There's an interesting article in the NYT today about the emerging discipline of "digital humanities": extracting digital data from historical archives to answer questions from the Arts and Humanities. From the article:
Members of a new generation of digitally savvy humanists argue it is time to stop looking for inspiration in the next political or philosophical “ism” and start exploring how technology is changing our understanding of the liberal arts. This latest frontier is about method, they say, using powerful technologies and vast stores of digitized materials that previous humanities scholars did not have.

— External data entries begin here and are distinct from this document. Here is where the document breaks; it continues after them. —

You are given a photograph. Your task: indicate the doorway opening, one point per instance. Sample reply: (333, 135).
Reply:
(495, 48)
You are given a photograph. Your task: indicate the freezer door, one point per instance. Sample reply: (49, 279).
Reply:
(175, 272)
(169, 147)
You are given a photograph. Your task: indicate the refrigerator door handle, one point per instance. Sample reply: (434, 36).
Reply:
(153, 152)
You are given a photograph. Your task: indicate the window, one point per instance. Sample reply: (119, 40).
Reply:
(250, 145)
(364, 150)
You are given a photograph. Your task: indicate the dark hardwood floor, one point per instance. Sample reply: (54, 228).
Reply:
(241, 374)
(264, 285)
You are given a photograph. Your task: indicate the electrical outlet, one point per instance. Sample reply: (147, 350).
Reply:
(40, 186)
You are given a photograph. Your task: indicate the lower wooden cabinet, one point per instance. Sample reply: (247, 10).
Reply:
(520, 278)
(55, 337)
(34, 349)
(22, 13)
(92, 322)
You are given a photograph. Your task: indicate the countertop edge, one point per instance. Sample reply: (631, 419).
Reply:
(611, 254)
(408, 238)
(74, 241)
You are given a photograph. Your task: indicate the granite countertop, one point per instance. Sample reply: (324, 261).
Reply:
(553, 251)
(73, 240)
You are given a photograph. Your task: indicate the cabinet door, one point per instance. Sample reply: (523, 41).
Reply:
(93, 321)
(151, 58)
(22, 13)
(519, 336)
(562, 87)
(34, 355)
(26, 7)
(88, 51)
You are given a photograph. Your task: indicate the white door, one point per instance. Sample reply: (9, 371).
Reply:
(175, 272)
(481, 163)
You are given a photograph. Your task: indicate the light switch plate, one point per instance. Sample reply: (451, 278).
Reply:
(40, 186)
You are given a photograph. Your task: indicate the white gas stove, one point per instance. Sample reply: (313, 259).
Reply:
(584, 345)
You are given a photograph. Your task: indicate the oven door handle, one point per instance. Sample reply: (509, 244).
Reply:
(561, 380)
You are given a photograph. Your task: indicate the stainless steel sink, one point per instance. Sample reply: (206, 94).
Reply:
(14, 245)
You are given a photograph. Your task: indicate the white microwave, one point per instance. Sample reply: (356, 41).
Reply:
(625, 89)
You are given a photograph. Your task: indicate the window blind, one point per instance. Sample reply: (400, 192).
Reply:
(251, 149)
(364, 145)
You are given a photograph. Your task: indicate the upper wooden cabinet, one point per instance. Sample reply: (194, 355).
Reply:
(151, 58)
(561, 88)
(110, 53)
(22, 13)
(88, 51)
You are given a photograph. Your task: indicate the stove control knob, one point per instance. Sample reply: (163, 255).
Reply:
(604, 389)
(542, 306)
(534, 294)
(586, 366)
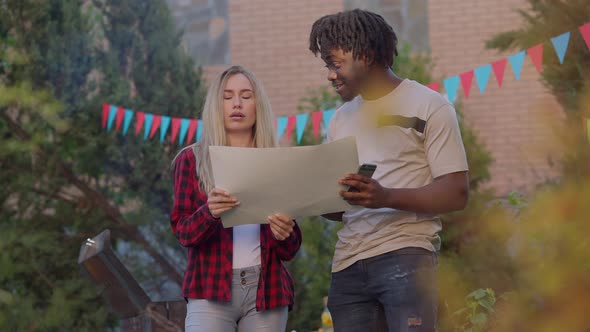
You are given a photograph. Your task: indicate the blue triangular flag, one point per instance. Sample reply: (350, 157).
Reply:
(164, 127)
(301, 122)
(281, 126)
(112, 115)
(516, 62)
(327, 115)
(184, 124)
(199, 130)
(560, 44)
(147, 125)
(451, 85)
(482, 75)
(127, 121)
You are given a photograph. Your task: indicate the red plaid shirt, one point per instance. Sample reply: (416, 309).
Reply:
(209, 270)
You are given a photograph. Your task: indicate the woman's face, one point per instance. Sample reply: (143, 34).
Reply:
(239, 105)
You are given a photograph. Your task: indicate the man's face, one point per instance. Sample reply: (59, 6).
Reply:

These researchers are digitally mapping Civil War battlefields to understand what role topography played in victory, using databases of thousands of jam sessions to track how musical collaborations influenced jazz, and searching through large numbers of scientific texts and textbooks to track where concepts first appeared and how they spread.
Unsurprisingly, this has kicked off a debate over the role of quantification and analysis in the liberal arts, vesus the more traditional approach of individual interpretations of documents and artifacts. While many in the old-school view such quantitative analysis as "whimsical", there are some great discoveries to be made through data science. Read the full article for some great examples.
New York Times: Digital Keys for Unlocking the Humanities’ Riches
I didn't know that the digital humanities field was as new as it sounds here. Booklamp.org's been around for 7 years now. I began working as an analyst for Booklamp for over 2 years now and it is astonishing the sorts of information that can be derived from simple text.
About the debate over individual and quantitative analysis - they're complementary, period. It depends on your question. I will say that the sort of information we (mass-)produce on a daily basis, at Booklamp, is nothing close to possible using only the human mind. There's a lot to be learned, and (apparently) the push is just getting started.
PS The technology that can be experience at Booklamp.org for public (pre-beta) consumption is about 2.5 years old now - FYI. We've kept everything to ourselves since then, but it'll make it to the public in time, and you'll never read a bad book again.
Posted by: Dan Bowen | November 16, 2010 at 19:18
I thought I'd add a rough-n-tumble bit of R code to this Humanities blog post:
text1 <- c('a', 'b', 'c', 'd', 2)
text2 <- c('1', 'b', 'e', 2, 'a', 'f')
length1 <- length( text1 ) ## 5
length2 <- length( text2 ) ## 6
overlap <- length( text1[ text1 %in% text2 ] ) ## 3
overlap_percentage <- ( 2 * overlap ) / ( length1 + length2 )
## overlap_percentage = 55%
... rough-n-tumble fer sure; but fun nonetheless.
Posted by: Dan Bowen | November 23, 2010 at 15:13